BOWLING GREEN - Directing 100 plays might sound like a major milestone to some but not to F. Scott Regan, who's spent much of his life centered on the stage.

"This is not an unheard-of feat or anything. We just thought it was a good chance for a celebration," Mr. Regan said. "It's a nice opportunity for people to celebrate and for past participants to come and enjoy the show and celebrate."

After tomorrow night's 7:30 p.m. performance of All I Really Needed to Know I Learned in Kindergarten presented by Horizon Youth Theatre at St. Thomas Moore Parish, a reception-celebration while be held at the church.

With this show under his belt, Mr. Regan, a professor of theater and film at Bowling Green State University, easily makes the mark of 100 - if not more - shows he's directed over more than three decades.

"I directed my first play in New York when I was still a college student" at Albany State now known as the University at Albany.

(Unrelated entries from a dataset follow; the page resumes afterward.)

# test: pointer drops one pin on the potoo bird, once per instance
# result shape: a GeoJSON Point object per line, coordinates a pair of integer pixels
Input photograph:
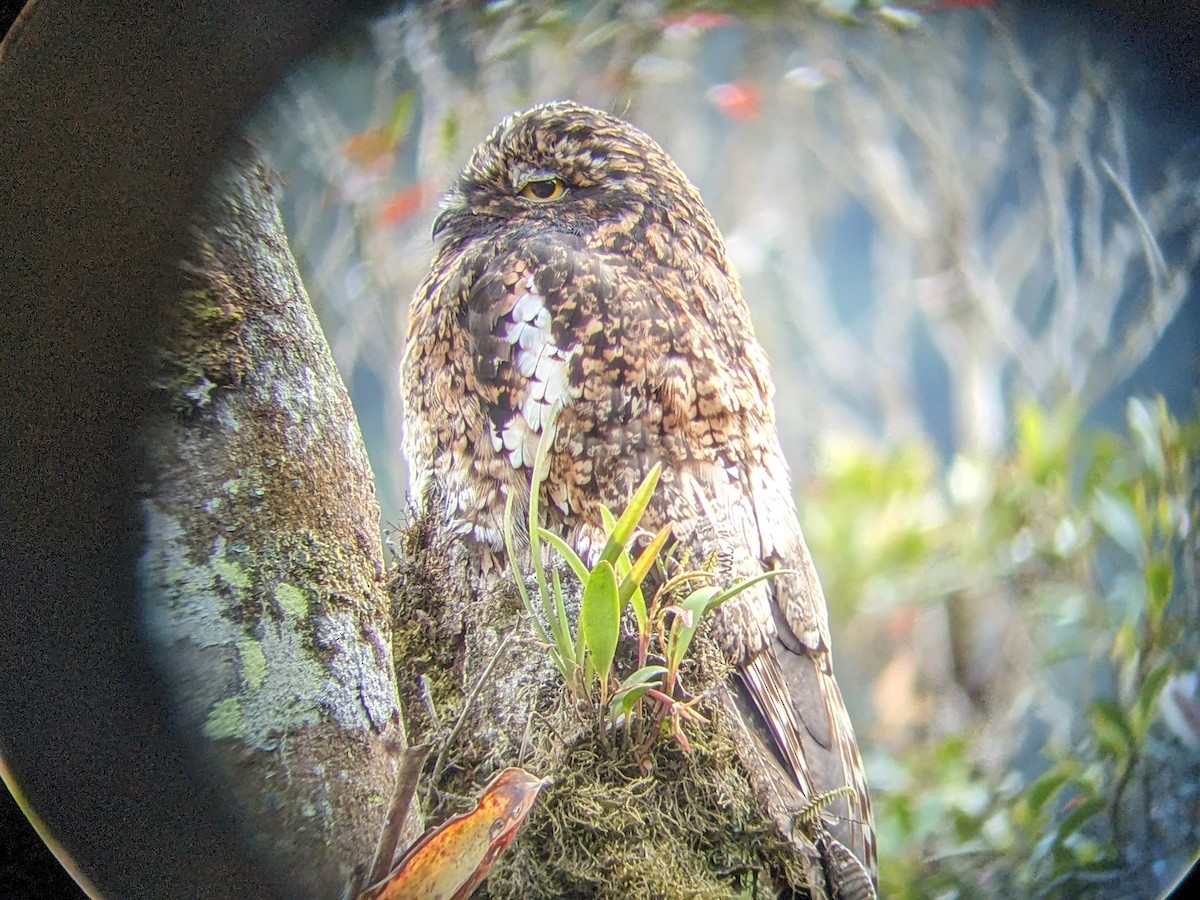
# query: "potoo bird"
{"type": "Point", "coordinates": [581, 294]}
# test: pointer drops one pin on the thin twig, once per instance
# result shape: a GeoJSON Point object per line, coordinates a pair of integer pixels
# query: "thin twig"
{"type": "Point", "coordinates": [407, 775]}
{"type": "Point", "coordinates": [439, 763]}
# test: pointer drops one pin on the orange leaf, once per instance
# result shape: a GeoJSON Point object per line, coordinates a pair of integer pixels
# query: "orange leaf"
{"type": "Point", "coordinates": [449, 862]}
{"type": "Point", "coordinates": [690, 23]}
{"type": "Point", "coordinates": [737, 100]}
{"type": "Point", "coordinates": [403, 204]}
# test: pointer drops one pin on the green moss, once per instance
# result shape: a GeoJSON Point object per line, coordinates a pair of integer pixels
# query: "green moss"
{"type": "Point", "coordinates": [292, 600]}
{"type": "Point", "coordinates": [231, 574]}
{"type": "Point", "coordinates": [225, 720]}
{"type": "Point", "coordinates": [253, 663]}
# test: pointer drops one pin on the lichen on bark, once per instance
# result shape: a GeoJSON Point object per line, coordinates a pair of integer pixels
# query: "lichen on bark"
{"type": "Point", "coordinates": [262, 579]}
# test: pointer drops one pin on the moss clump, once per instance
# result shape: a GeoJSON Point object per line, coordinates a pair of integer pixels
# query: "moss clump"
{"type": "Point", "coordinates": [418, 589]}
{"type": "Point", "coordinates": [203, 348]}
{"type": "Point", "coordinates": [673, 825]}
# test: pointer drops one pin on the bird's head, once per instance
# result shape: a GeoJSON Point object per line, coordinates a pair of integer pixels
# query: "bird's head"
{"type": "Point", "coordinates": [569, 168]}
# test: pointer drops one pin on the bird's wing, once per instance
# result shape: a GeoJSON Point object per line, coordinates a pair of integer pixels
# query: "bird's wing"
{"type": "Point", "coordinates": [715, 384]}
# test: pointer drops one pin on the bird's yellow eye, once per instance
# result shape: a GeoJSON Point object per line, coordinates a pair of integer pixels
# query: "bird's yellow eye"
{"type": "Point", "coordinates": [544, 190]}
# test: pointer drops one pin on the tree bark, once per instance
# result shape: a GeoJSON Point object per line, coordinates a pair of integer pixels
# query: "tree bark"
{"type": "Point", "coordinates": [263, 573]}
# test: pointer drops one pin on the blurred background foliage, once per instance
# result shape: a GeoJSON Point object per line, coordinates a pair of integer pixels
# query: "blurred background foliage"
{"type": "Point", "coordinates": [967, 234]}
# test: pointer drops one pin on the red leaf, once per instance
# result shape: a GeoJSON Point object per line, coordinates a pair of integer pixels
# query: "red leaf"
{"type": "Point", "coordinates": [405, 204]}
{"type": "Point", "coordinates": [737, 100]}
{"type": "Point", "coordinates": [449, 862]}
{"type": "Point", "coordinates": [691, 23]}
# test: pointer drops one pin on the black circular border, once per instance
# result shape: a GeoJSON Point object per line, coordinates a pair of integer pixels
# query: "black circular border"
{"type": "Point", "coordinates": [109, 117]}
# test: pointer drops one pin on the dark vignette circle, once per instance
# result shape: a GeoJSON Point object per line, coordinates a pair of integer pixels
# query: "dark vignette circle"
{"type": "Point", "coordinates": [109, 118]}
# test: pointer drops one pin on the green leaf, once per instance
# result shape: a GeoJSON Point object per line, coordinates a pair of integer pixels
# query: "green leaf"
{"type": "Point", "coordinates": [687, 621]}
{"type": "Point", "coordinates": [600, 617]}
{"type": "Point", "coordinates": [635, 687]}
{"type": "Point", "coordinates": [623, 529]}
{"type": "Point", "coordinates": [1078, 817]}
{"type": "Point", "coordinates": [1147, 697]}
{"type": "Point", "coordinates": [1045, 789]}
{"type": "Point", "coordinates": [568, 552]}
{"type": "Point", "coordinates": [1113, 729]}
{"type": "Point", "coordinates": [1159, 583]}
{"type": "Point", "coordinates": [1144, 425]}
{"type": "Point", "coordinates": [645, 563]}
{"type": "Point", "coordinates": [516, 574]}
{"type": "Point", "coordinates": [743, 585]}
{"type": "Point", "coordinates": [401, 117]}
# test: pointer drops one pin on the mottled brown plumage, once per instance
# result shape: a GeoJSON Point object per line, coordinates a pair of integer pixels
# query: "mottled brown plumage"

While doing his undergraduate work, he began directing summer youth theater.

As a graduate student at the University of Northern Iowa, he also directed community theater and university theater productions.

For the past 24 years, Mr. Regan has worked at BGSU, and in 1998 he co-founded Horizon after recruiting young actors to perform in a university production of A Christmas Carol.

"We had a really good time [working with the kids, and when we finished we said, 'What are we going to do next?' " He and his colleague at that time, Jo Beth Gonzalez, formed the community youth theater group.

Open to all area youths, the group is an outreach program of the BGSU department of theater and is supported by Bowling Green Community Foundation and Bowling Green Parks Foundation, Mr. Regan said.

The drama club presents two to three plays a year, some dealing with heavy issues. "I've always found children's audiences to be just as interested in issues as adult. ... We've done plays that have dealt with death, divorce, with prejudice, so we've never approached it as a simple-minded project," Mr. Regan said.

During his career he has found that working with young actors is in many ways more similar than different from working with more-seasoned adults.

"I think the directing is the same. It's just you have a more abbreviated form of working. The attention span is shorter, the vocabulary the audience is familiar with is shorter," the director said.

At BGSU, Mr. Regan's main area of research and publication is child drama.

He directs a college traveling troupe that reaches about 10,000 children each year, performing in area schools.

In his tenure, he's taught courses on directing, play script analysis, graduate courses in theater for young audiences, and introduction to theater.

Having directed so many plays - including originals he's penned himself - one would think it is difficult for Mr. Regan to choose his favorite production.

Not so.

"Right now, this is my favorite," he said, referring to Horizon's upcoming show. "It might sound like a cliche, but I have fond memories of all of them except one or two. ... You really fall in love with each one of them when you're working on it."

All I Really Needed to Know I Learned in Kindergarten also will be performed Saturday at 7:30 p.m. at St. Thomas Moore Parish on Thurstin Street.

Tickets cost $8 for adults and $6 for students and seniors and are available at the door.